In a case awaiting review by the Supreme Court, the Pacific Legal Foundation has filed a friend-of-the-court brief making an argument for one of the nation’s fundamental principles—the equal protection of the law.
The case is Trinity Lutheran Church of Columbia v. Sara Parker Pauley. The church is located in Columbia, Mo., and Ms. Pauley is director of the Missouri Department of Natural Resources.
In 2012, Trinity Lutheran applied for a grant from the department’s Scrap Tire Program. The church did so through its Child Learning Center, a day care and preschool located at the church. The grant would have allowed the church school to make its playground safer by replacing the pea gravel ground-cover with a forgiving rubber surface made from recycled tires.
The natural resources department, which administers the Scrap Tire Program, ranked Trinity Lutheran’s application fifth best qualified out of 44 applications submitted in 2012. The department approved 14 of the applications, but rejected Trinity Lutheran’s.

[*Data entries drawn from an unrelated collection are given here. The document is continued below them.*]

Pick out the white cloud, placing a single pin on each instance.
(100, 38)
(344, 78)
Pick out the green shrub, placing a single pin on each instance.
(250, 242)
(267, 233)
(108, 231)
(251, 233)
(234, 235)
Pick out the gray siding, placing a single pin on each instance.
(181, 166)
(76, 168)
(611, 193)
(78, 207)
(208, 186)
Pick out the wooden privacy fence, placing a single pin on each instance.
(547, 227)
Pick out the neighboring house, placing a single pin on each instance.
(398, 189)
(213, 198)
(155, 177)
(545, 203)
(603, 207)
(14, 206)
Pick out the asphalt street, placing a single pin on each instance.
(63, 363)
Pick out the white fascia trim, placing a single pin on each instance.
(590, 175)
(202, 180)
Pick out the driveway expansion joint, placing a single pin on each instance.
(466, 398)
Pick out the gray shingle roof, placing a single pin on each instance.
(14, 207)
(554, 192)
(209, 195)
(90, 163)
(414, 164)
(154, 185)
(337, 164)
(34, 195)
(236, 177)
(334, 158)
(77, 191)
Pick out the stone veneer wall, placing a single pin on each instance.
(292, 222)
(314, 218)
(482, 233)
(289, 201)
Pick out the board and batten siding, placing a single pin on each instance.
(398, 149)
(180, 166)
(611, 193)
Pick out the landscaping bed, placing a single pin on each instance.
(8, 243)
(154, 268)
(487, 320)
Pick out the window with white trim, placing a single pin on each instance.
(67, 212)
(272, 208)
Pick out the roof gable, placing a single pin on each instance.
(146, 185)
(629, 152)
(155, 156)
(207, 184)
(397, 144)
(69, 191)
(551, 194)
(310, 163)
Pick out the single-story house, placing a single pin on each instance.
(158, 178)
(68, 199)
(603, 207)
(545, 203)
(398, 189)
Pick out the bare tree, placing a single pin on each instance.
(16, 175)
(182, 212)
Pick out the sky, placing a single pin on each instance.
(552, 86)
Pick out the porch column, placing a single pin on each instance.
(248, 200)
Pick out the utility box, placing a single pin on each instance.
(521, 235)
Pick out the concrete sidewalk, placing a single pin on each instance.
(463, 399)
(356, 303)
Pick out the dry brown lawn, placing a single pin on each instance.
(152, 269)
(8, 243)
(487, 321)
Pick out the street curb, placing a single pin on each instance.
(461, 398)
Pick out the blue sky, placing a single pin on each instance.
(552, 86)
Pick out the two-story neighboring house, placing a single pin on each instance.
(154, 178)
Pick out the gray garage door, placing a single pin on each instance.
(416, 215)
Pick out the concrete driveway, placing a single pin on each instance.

The department based its denial of the church’s application on a provision in the state constitution providing that “no money shall ever be taken from the public treasury, directly or indirectly, in aid of any church, sect or denomination of religion.” As U.S. Court of Appeals for the Eighth Circuit judge Raymond Gruender said in a partial dissent, “But for the fact that the Learning Center was run by a church, it would have received a playground-surfacing grant.” The state made grants to less qualified nonreligious applicants.
Trinity Lutheran sued and has lost in lower courts. Now it will make its argument before the Supreme Court. The church is making three claims: one under the First Amendment’s establishment clause, a second under its free exercise clause, and a third under the Fourteenth Amendment’s equal protection clause.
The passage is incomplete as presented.